Никакой государственной деятельностью Степаныч себя не запятнал: его спокойный, солидный вид сам по себе был призван внушать уверенность. Экспорт газа сделал его человеком состоятельным, и вся страна была уверена, что воровать сверх этих прибылей ему уже необязательно. Выдающаяся же способность изъясняться так, что никто не понимал, однако всем было забавно, – превратила его во всенародного любимца. И если при нем не упоминались медведи, более спокойного и радостного человека было поискать.
Один раз Степанычева манера темно выражаться в экстремальных ситуациях попросту спасла страну. Глава государства отбыл в очередной отпуск по причине стойкой неспособности заниматься государственными делами более трех дней кряду: на четвертый у него возникала непобедимая депрессия на почве жалости к Отечеству, а лечиться от тоски он умел только спиртом. Такой мучительной любви к Родине не выдержала бы никакая печень. Степаныч остался на хозяйстве, и в это самое время известный террорист, живший по соседству, беспрепятственно вторгся на территорию Родины, захватив больницу. Террорист потребовал, чтобы его соединили непосредственно со Степанычем.
– Это говорит террорист, – сказал он в сотовый телефон ледяным голосом народного мстителя. – Я хочу, чтобы вы выполнили мои условия.
– Здравствуй, террорист, – сказал Степаныч. – Оно, конечно, с одной стороны так, но ежели посмотреть с другой – так это вон оно как, и я прямо тебе скажу, что ежели ты так, то ведь мы можем и этак, смотря как захотим и как оно вообще повернется… – и прибавил пару прибауток из своих родных мест.
– Тьфу, – выругался террорист. – Ты меня слышал, нет?

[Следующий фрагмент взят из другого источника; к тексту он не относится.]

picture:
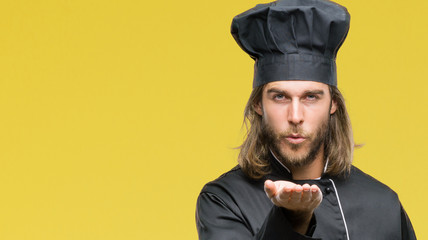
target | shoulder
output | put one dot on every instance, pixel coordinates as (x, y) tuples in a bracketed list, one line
[(361, 182), (232, 182)]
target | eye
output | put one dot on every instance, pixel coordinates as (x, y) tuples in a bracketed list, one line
[(279, 97), (311, 97)]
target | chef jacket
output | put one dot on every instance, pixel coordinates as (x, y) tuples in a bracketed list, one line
[(356, 207)]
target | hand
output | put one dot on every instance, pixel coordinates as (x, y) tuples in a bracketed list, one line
[(300, 201)]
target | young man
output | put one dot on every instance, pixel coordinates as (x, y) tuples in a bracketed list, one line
[(295, 179)]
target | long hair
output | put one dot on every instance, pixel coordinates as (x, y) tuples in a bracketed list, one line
[(338, 146)]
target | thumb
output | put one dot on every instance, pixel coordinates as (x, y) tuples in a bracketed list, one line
[(270, 188)]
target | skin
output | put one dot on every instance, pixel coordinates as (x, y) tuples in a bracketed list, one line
[(294, 105)]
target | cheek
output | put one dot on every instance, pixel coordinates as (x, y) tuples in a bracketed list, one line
[(275, 117)]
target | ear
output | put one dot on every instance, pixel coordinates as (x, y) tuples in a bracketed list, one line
[(258, 108), (333, 107)]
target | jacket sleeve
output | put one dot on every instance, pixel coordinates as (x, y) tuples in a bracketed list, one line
[(407, 231), (216, 219)]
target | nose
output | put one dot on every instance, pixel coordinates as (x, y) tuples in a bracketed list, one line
[(295, 113)]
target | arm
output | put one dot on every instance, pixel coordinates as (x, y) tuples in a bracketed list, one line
[(221, 218), (217, 220)]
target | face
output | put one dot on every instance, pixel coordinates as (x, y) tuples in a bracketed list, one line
[(295, 119)]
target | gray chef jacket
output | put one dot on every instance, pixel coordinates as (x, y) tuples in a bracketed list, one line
[(357, 207)]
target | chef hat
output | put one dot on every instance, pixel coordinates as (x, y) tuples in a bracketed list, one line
[(293, 39)]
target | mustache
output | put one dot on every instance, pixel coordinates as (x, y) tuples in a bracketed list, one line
[(293, 130)]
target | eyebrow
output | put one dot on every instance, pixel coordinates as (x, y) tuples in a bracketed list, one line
[(275, 90)]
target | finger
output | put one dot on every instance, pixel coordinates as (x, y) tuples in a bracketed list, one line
[(270, 188), (285, 192), (307, 193), (316, 193), (296, 193)]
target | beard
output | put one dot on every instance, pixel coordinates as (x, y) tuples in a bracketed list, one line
[(291, 157)]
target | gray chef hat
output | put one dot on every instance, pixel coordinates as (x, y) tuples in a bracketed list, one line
[(293, 39)]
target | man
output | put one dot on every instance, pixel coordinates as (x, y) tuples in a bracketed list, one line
[(295, 179)]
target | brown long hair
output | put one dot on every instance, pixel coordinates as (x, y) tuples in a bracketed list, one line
[(338, 147)]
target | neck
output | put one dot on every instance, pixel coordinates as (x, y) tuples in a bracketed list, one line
[(313, 170)]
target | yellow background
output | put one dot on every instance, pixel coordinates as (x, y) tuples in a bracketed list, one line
[(114, 114)]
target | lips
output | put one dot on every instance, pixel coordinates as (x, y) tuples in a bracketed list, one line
[(295, 138)]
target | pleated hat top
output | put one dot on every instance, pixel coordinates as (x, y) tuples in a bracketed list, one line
[(293, 39)]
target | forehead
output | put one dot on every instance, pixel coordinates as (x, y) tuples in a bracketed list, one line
[(296, 86)]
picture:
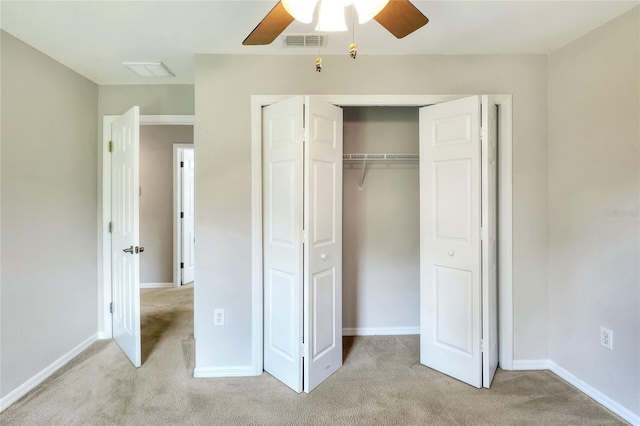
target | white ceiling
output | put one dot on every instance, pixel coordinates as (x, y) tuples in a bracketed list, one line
[(95, 37)]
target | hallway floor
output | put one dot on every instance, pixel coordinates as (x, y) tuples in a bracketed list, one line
[(382, 382)]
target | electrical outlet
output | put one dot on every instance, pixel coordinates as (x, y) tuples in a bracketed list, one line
[(606, 338), (218, 317)]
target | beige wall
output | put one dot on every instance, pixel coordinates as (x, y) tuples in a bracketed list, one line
[(381, 223), (223, 177), (593, 171), (156, 201), (152, 100), (49, 267)]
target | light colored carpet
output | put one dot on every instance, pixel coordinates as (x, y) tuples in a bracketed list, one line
[(382, 382)]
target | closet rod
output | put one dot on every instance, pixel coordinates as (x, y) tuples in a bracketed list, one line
[(377, 157), (380, 157)]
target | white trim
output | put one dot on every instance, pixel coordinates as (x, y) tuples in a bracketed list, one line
[(156, 285), (177, 197), (104, 281), (224, 372), (595, 394), (505, 230), (505, 175), (531, 364), (380, 331), (22, 390)]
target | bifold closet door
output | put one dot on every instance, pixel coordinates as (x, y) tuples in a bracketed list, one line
[(489, 137), (323, 248), (302, 241), (125, 233), (282, 182), (450, 245)]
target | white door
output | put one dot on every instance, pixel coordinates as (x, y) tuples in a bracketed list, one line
[(489, 240), (125, 261), (302, 241), (323, 249), (188, 217), (450, 258), (282, 240)]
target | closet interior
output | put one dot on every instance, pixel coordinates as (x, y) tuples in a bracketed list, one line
[(381, 221)]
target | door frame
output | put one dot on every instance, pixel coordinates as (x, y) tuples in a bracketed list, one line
[(177, 203), (104, 236), (505, 209)]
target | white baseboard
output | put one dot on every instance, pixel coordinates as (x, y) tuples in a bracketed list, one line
[(223, 372), (21, 390), (156, 285), (595, 394), (379, 331), (531, 364)]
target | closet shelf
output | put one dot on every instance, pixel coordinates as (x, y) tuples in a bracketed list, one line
[(377, 157), (380, 157)]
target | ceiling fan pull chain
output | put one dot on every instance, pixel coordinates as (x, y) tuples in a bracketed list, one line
[(353, 48)]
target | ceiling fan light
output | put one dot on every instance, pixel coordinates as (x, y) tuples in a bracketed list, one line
[(367, 9), (331, 17), (301, 10)]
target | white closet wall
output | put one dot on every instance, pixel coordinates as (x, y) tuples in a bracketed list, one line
[(381, 269)]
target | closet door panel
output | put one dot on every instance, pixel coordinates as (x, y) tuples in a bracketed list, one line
[(282, 239), (450, 256), (323, 253)]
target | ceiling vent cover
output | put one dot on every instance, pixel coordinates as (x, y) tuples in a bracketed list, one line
[(149, 69), (304, 40)]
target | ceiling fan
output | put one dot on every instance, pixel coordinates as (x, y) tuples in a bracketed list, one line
[(399, 17)]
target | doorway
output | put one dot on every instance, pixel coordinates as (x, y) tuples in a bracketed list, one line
[(183, 213), (504, 196), (104, 228), (161, 195)]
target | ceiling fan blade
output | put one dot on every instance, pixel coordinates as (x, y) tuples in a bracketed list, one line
[(270, 27), (401, 18)]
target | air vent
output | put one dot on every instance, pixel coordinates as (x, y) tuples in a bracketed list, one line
[(304, 40), (149, 69)]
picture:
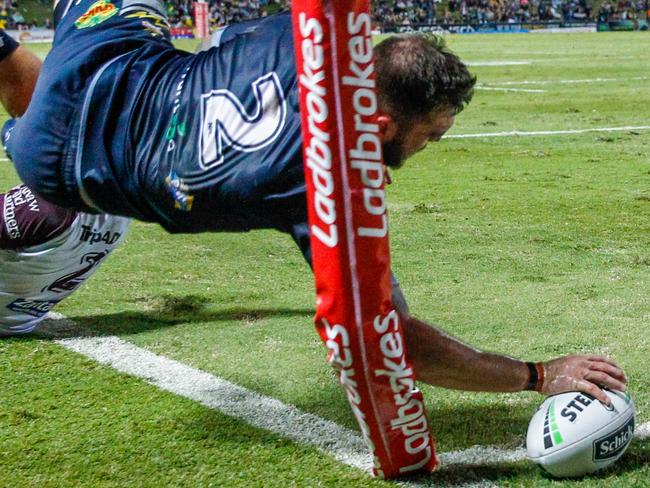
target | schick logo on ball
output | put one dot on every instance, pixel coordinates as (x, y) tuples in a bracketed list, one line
[(552, 436), (613, 444)]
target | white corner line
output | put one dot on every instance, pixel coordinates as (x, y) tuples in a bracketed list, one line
[(518, 133), (566, 82), (494, 88), (344, 445)]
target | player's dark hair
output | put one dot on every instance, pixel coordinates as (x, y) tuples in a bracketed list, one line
[(417, 74)]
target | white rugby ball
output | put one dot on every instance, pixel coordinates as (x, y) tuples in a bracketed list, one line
[(573, 434)]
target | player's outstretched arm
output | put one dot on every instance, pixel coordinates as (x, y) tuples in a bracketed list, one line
[(442, 360), (18, 74)]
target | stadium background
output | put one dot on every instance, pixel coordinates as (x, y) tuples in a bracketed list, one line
[(534, 245), (391, 15)]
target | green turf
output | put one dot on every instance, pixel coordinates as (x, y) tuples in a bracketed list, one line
[(531, 246)]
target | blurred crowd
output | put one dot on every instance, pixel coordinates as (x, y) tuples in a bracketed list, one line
[(477, 12), (223, 12), (390, 13), (10, 16)]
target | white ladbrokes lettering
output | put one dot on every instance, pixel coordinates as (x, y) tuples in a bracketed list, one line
[(318, 152), (411, 418), (366, 156)]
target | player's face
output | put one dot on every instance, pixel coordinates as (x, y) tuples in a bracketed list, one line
[(412, 139)]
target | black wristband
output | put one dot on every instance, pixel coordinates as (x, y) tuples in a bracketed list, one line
[(7, 44), (533, 377)]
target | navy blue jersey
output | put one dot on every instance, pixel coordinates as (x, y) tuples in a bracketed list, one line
[(123, 123), (196, 142)]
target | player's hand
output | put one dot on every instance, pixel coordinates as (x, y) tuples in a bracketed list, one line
[(586, 373)]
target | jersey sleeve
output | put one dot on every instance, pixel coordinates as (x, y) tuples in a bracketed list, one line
[(28, 220)]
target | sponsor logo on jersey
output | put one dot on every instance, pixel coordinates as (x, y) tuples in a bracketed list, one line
[(613, 444), (35, 308), (179, 190), (14, 199), (227, 125), (72, 280), (94, 236), (96, 14), (176, 128)]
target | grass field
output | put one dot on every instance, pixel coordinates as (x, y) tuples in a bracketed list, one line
[(534, 246)]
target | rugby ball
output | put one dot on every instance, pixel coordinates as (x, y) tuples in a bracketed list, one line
[(573, 434)]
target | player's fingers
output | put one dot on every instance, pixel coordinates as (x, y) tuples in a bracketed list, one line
[(588, 387), (607, 368), (603, 379)]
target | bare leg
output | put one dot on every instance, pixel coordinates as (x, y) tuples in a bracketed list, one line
[(18, 75)]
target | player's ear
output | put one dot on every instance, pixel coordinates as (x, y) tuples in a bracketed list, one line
[(387, 127)]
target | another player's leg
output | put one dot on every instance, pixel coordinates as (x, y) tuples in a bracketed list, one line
[(18, 74)]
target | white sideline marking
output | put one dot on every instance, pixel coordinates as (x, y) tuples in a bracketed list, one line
[(566, 82), (518, 133), (270, 414), (494, 88), (497, 63)]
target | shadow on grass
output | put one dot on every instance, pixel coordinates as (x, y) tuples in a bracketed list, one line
[(162, 312)]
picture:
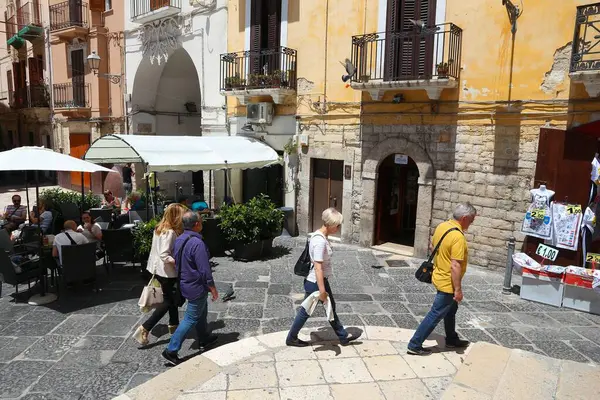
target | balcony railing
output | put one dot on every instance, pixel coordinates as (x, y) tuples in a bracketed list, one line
[(586, 40), (68, 14), (29, 13), (72, 95), (31, 96), (142, 7), (264, 69), (409, 55)]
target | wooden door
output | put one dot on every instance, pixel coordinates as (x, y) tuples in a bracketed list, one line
[(328, 188), (408, 54), (79, 143), (76, 12), (78, 77)]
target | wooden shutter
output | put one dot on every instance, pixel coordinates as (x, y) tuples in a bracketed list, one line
[(255, 35)]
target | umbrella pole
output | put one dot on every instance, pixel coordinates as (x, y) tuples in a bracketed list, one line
[(82, 194), (27, 195), (43, 297), (155, 198)]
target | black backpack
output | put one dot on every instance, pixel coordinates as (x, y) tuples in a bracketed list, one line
[(304, 264)]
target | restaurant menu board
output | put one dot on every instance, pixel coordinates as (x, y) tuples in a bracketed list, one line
[(566, 219)]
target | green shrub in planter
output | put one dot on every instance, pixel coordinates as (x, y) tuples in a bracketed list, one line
[(247, 226), (142, 238), (54, 198)]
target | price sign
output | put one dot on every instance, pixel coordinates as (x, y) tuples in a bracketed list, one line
[(592, 258), (538, 213), (546, 252)]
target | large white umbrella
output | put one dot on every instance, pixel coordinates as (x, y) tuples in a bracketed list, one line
[(42, 159)]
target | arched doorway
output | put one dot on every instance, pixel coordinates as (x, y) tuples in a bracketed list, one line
[(166, 100), (396, 201)]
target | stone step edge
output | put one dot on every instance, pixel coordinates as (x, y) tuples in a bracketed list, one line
[(198, 370)]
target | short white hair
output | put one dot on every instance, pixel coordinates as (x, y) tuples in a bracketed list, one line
[(332, 217), (464, 210)]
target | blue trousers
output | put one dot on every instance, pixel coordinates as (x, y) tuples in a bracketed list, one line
[(195, 315), (444, 307), (302, 316)]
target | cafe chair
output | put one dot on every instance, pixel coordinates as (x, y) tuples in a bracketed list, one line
[(30, 270), (118, 244), (78, 264)]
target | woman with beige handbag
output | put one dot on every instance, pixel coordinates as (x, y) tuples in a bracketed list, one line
[(161, 265)]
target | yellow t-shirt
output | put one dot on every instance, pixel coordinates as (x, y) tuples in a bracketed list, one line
[(454, 247)]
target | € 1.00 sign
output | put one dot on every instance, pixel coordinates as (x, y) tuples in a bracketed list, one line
[(546, 252)]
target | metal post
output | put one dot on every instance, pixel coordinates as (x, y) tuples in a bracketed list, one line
[(155, 198), (81, 209), (507, 289)]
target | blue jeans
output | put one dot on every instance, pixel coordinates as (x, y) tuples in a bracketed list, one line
[(302, 316), (195, 314), (444, 307)]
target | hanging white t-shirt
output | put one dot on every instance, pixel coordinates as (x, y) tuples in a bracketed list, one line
[(319, 250)]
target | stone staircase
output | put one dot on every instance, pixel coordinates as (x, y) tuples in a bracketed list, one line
[(491, 372)]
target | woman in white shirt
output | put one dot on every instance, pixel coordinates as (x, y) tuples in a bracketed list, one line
[(318, 278), (162, 264)]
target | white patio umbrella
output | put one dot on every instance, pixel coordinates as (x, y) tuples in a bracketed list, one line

Или тебе медведь на ухо наступил?
При упоминании медведя Степаныч окончательно перепугался и понес такую уже околесицу, добавив даже пару частушек, до которых был большой охотник, – что террорист с горя швырнул в стену мобильный телефон, прихватил с собой в заложники пяток журналистов, чтоб не скучно было возвращаться, и отъехал с нашей территории, отчаявшись добиться толку от премьера. Некоторые полагали, что Степаныч спас страну, ибо любой конкретный ответ – будь то «Мы с террористами не договариваемся» или «Диктуйте ваши условия, я записываю» – неизбежно повлек бы крупные неприятности. Степаныч же выкрутился единственно возможным образом – и эта манера выражаться выручала его неизменно. На заседаниях правительства ему случалось произносить часовые монологи, общего смысла которых не мог уловить даже министр путей сообщения, крупный знаток эзопова языка: дело в том, что других мырданцев, кроме Степаныча в правительстве не было, и потому он и сам себя понимал уже с трудом. Тем не менее, лучшие его перлы продолжали пополнять коллекцию народной мудрости: «Хотели так, а вышло вон как», «У кого чешется, а у кого и нет», «У нас в правительстве не так, чтобы тяп-ляп, а так, чтобы тяп! ляп! тяп! ляп!» – и тому подобное.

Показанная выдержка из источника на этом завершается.